Les coups de théâtre, cette
fois, sont au nombre de deux : pendant le Prélude, les vingt-quatre
«planches» se transforment en troncs d'arbres couverts de neige, avant de
servir de montures aux Walkyries. Les accessoires sont au mieux fonctionnels
(les articles de cuisine de Sieglinde donnent l'impression d'avoir été
achetés chez IKEA !), les costumes style «saga nordique» de François
St-Aubin conférant, en revanche, une touche de distinction à l'ensemble.
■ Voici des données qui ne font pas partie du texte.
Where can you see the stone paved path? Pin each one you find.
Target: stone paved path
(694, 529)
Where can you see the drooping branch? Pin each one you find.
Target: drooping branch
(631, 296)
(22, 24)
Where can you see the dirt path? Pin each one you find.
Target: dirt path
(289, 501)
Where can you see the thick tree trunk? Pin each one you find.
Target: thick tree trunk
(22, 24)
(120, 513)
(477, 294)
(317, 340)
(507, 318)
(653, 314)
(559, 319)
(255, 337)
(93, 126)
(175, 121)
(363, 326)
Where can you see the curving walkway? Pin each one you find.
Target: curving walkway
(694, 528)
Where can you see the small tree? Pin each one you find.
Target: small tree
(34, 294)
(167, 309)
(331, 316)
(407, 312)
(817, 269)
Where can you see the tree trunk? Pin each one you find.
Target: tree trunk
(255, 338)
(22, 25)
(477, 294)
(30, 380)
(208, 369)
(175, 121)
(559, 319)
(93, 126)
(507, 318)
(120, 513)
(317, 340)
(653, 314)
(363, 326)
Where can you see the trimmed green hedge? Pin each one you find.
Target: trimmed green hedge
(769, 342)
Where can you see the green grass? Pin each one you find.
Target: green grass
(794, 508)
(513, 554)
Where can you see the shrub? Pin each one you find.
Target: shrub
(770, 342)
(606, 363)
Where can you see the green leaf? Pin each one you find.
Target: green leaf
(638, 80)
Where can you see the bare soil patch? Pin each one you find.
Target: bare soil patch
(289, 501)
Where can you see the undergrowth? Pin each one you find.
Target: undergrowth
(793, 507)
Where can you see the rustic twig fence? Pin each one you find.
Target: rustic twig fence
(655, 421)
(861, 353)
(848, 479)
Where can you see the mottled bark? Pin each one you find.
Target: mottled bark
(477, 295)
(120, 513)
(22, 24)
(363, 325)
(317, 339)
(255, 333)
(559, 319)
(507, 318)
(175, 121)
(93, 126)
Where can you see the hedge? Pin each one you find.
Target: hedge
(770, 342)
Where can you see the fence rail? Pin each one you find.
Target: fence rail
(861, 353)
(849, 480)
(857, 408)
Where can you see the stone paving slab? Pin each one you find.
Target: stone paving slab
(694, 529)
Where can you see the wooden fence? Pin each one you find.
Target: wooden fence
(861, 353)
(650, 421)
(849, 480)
La direction d'acteurs ? Plusieurs détails, au premier acte, donnent
l'impression que Lepage s'est plongé dans le texte wagnérien pour en tirer
quelques idées originales, mais l'«Annonce de la mort» ne montre pas la
confrontation entre deux êtres d'essence différente. Surtout, on regrette
qu'un homme de théâtre aussi doué se soit plié au diktat du Met, consistant
à «tout» montrer.
Pendant les récits de Siegmund, on nous inflige
ainsi des projections vidéo en ombres chinoises parfaitement ineptes,
censées illustrer le parcours familial plutôt chaotique des Wälsungen.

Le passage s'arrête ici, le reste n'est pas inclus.